The first really powerful command is syntax. This is the command that handles passing variable names and options to all Stata commands, and is enormously flexible. Here, it tells the command to expect exactly one variable name, and a required option bins which takes a numeric parameter. The asterisk allows special treatment of any other options (more below). This allows the command to be invoked like this:

The program runs from program percentogram to the corresponding end. It has a version 16.0 statement to say it will work on this version or any later (the frames facility was introduced in version 16).

. percentogram wage, bins(10)


Stata’s language is a command language, not a full programming language. It uses macros (local and global) as the main form of working variable, but it has a good range of flow controls, conditionals. Global macros (\$ABC) are persistent, but local macros (ABC') are more useful (and ephemeral). They are evaluated using the ' pair. The syntax command makes the variable list available in the macro varlist and the “bins()” option as the macro bins. The first thing the body of the program does is create another local macro, nb, which is the number of bins plus 2, with local nb = bins'+2. The next command shows another aspect of local variables: they can access all sorts of other information. The line local vl : var label varlist' simply extracts the variable label of the single variable in the varlist macro. See help local in Stata for an overview, and help extended_fcn on how macros can extract all sorts of info from Stata.

The remainder of the program is wrapped in a quietly{} block: this suppresses output. The first bit of suppressed output is that of the centile command, which does the work of determining the quantiles. The argument to the centile() option uses Stata range notation: 0(10)30 would evaluate to 0 10 20 30. The actual code, 0(=100/bins'')100 demonstrates another aspect of local macros: on the fly evaluation. Where Stata expects a number, and not an expression, a macro invocation of the form =…' will do the evaluation in place. =100/bins'' is 100 divided by the required number of bins.

Let’s ignore the tempname and frame commands for a moment, and we’ll see how Stata programs access information from other programs. Normally (without the quietly prefix) the centile command prints the relevant information to the screen:

sysuse nlsw88
centile wage, centile(0(20)100)


What it also does is post a lot of results to where they can be accessed by the macro infrastructure

sysuse nlsw88
qui centile wage, centile(0(20)100)
return list


We can access individual elements like r(c_1). Having initialised a variable x, the forvalues loop assigns each value of r(c_#) to x, row by row (the in suffix controls this). With our quantiles bracketed by 0% and 100%, we have Q+1 points defining Q quantiles.

The principle of a probability density curve is that the area under the curve corresponds to the relevant quantity, so in this case unequal-width bar has a constant area, so the height is inversely proportional to the width. The width is x - x[_n-1], i.e., x minus its lag, so gen d = 1/((x - x[_n-1])*(bins')) does the calculation (dividing by bins' so the area under the whole curve is 1).

To draw the curve as a step function, we need to start at the lowests value, with a density of zero, and finish with a repeat of the highest value, also with a density of zero.
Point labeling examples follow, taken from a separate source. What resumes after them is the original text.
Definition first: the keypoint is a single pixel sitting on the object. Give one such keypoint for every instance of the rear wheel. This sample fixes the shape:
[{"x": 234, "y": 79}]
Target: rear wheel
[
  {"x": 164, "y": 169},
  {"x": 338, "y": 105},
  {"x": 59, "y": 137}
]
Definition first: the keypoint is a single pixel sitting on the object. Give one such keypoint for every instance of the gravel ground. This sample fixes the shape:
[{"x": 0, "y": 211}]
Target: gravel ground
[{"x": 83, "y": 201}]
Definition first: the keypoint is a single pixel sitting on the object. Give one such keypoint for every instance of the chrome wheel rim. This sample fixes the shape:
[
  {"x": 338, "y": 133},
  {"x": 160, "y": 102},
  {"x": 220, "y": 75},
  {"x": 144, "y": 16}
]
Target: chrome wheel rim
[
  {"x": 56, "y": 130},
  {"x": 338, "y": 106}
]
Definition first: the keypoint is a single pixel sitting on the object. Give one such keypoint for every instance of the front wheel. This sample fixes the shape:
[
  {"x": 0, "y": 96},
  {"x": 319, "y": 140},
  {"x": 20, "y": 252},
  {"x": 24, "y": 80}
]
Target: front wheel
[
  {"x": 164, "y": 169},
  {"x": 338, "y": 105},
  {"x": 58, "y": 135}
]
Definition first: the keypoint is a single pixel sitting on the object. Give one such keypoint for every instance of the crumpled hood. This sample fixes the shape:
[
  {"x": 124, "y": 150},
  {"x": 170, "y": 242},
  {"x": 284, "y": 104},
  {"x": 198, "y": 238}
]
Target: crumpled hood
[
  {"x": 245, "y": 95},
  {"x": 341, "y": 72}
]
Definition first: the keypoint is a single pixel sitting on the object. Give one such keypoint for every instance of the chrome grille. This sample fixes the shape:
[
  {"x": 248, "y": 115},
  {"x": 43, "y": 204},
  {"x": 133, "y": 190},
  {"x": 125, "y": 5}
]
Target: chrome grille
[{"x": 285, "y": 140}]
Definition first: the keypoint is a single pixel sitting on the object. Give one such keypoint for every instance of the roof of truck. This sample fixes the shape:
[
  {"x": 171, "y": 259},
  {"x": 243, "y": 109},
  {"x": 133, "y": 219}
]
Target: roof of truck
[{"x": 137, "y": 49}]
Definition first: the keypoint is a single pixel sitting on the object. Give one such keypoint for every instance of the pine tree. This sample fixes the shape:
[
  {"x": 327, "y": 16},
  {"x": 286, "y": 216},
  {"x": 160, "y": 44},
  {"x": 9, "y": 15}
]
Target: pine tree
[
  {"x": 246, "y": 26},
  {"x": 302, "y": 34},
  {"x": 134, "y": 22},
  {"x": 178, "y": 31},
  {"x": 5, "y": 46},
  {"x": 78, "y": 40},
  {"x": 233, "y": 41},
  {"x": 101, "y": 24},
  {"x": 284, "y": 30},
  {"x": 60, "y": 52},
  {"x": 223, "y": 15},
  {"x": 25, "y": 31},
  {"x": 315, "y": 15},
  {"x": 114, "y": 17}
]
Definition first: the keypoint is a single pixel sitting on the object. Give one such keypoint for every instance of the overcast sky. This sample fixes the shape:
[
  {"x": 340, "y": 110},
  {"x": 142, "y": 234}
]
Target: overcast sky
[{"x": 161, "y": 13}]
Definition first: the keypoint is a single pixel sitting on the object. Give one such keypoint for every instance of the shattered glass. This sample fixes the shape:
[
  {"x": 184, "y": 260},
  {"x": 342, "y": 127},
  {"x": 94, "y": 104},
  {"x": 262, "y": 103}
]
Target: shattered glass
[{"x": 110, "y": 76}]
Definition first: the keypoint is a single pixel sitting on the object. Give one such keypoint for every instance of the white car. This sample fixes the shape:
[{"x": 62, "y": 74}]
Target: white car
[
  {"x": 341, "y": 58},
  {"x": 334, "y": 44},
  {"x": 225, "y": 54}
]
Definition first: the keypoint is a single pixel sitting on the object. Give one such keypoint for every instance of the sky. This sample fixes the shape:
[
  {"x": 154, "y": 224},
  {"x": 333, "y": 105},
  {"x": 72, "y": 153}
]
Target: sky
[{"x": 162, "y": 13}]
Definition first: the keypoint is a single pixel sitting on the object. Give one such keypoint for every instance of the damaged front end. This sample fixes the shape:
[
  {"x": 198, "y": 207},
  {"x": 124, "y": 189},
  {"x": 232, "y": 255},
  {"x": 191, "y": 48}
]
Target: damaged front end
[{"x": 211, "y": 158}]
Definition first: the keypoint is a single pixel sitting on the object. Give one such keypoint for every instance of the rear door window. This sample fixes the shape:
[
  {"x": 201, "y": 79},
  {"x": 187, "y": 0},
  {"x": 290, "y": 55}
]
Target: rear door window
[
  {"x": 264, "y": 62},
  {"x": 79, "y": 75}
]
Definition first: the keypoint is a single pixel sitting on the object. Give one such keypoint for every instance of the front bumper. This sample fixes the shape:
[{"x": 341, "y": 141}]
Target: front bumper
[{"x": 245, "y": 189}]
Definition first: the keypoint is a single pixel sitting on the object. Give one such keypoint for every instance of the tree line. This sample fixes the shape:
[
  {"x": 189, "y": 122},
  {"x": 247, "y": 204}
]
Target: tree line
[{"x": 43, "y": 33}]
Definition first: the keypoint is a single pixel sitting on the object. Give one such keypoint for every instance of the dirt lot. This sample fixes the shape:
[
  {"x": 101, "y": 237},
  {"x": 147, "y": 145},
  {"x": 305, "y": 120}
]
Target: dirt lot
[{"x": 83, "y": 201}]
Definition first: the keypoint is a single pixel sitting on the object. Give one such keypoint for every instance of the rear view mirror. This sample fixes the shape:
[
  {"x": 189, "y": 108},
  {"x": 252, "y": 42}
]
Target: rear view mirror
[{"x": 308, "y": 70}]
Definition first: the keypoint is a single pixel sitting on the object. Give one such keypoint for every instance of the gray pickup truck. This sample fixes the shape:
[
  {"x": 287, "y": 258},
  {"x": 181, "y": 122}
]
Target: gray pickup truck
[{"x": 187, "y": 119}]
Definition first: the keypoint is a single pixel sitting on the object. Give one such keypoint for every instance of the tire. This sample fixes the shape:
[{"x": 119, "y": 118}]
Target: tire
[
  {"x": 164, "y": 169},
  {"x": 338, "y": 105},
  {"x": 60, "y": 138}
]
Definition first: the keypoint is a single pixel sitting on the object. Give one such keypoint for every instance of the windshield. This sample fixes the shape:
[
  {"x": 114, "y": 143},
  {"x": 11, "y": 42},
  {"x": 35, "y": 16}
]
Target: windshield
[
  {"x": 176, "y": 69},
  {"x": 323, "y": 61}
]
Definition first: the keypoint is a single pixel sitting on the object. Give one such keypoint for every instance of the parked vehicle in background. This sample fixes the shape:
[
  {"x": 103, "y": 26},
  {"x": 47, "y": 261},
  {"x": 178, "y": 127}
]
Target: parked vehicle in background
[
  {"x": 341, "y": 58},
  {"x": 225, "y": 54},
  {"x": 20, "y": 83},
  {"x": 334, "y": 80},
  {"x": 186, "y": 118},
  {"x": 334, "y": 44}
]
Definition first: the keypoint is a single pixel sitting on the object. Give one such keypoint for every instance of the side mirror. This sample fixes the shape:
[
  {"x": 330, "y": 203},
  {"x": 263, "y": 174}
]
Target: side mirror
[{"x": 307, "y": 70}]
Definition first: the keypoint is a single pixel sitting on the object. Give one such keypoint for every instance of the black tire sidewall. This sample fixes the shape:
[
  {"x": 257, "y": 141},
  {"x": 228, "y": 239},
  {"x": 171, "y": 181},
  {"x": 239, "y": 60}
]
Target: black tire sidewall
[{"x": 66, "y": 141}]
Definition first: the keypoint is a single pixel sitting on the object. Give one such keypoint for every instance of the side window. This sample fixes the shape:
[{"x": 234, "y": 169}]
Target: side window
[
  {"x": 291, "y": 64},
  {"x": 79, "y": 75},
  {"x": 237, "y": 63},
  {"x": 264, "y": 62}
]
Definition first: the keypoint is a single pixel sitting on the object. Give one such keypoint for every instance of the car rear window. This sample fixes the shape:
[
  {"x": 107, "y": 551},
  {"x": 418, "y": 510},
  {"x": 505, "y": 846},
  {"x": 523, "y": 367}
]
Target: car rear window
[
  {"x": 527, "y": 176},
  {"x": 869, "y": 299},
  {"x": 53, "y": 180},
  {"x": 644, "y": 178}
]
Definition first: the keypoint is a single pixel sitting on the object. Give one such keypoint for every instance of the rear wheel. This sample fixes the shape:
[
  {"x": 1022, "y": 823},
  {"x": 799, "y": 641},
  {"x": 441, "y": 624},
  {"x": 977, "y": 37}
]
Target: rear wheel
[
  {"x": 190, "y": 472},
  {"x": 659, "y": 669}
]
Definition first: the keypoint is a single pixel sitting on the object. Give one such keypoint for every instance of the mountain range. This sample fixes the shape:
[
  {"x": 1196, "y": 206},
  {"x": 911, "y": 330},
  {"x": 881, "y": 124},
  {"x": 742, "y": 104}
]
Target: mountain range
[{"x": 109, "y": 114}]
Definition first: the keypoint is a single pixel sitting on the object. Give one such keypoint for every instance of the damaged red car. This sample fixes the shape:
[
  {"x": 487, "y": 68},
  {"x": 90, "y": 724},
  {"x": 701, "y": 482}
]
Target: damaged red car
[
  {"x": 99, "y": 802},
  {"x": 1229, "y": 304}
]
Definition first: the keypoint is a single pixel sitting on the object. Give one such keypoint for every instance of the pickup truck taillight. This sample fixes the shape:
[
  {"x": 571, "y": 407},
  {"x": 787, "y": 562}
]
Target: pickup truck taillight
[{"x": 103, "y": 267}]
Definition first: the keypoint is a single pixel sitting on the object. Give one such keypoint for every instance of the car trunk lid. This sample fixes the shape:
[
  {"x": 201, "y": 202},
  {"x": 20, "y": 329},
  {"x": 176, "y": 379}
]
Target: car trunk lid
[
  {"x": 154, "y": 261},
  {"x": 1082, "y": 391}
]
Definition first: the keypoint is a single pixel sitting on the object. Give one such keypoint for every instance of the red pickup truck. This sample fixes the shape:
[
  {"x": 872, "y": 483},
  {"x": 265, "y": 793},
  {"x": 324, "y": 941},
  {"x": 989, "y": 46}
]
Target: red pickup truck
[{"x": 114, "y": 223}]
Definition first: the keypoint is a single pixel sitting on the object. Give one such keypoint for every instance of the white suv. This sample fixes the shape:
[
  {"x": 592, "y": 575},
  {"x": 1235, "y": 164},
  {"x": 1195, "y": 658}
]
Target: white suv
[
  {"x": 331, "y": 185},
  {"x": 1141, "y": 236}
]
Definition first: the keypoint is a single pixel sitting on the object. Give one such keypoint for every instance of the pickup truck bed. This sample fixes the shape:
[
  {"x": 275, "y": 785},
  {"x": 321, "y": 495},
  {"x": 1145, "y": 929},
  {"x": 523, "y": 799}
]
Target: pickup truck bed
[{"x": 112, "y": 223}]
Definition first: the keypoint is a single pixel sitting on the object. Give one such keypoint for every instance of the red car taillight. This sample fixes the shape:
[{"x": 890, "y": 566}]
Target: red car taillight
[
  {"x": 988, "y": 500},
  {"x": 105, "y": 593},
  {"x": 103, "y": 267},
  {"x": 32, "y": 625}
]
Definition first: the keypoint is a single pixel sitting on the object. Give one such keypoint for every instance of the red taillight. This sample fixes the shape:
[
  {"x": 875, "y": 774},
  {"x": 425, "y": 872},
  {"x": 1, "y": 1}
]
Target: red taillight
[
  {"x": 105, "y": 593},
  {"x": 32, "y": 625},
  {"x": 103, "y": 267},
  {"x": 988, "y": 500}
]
The line d x, connect(step) options' command achieves this, but with one extra detail: the options local macro corresponds with the asterisk in the syntax command, and passes any additional options that are given to the line command. This means that the percentogram command can use any relevant graphics options, meaning that my little command has all the power of Stata’s line graph.

sysuse nlsw88
percentogram wage, bins(10) scheme(economist) title("Hourly Wage") note("Source: NSLW 88")



One final note: this program uses Stata’s frame infrastructure, introduced in version 16 to make it possible to have more than one dataframe in memory. Previously, if we had to create temporary variables they would have had to take their place in the existing dataframe, or we would have had to temporarily save the existing dataframe to disc (using preserve and restore). It’s rather more convenient to do the program’s work in a separate temporary frame, which disappears after use. Here, we create a frame with a temporary name, and then do the key work in the frame fr' {} block. We begin by creating the necessary number of observations (set obs nb') in an otherwise empty dataframe, and then process the centile returned results as described above. When the program terminates, the dataframe disappears.

So we have now a working example of creating a new Stata command as an ado-file, and have seen a little of the power of the syntax command (and how it allows the end-user to access the functionality of the underlying commands without the programmer, me, having to code it explicitly). Also, while local macros will probably feel quite odd to users of real programming languages, we see some of their power, not least in accessing results returned by other commands.

For more, go to the Stata documentation, in particular the “Programming Stata” chapter. And note that I’ve said nothing at all about Mata, the matrix language Stata’s internals are written in.

To install this code in Stata do:

net from http://teaching.sociology.ul.ie/statacode
net install percentogram


### Postscript

After writing this post, I did a little googling, and came across this “Stata Tip” written by Ben Jann in 2015, discussing a number of similar ideas. Ben mentions in passing that the inimitable Nick Cox wrote a command to do this in 1999, eqprhistogram, which can be installed from SSC:

ssc install eqprhistogram`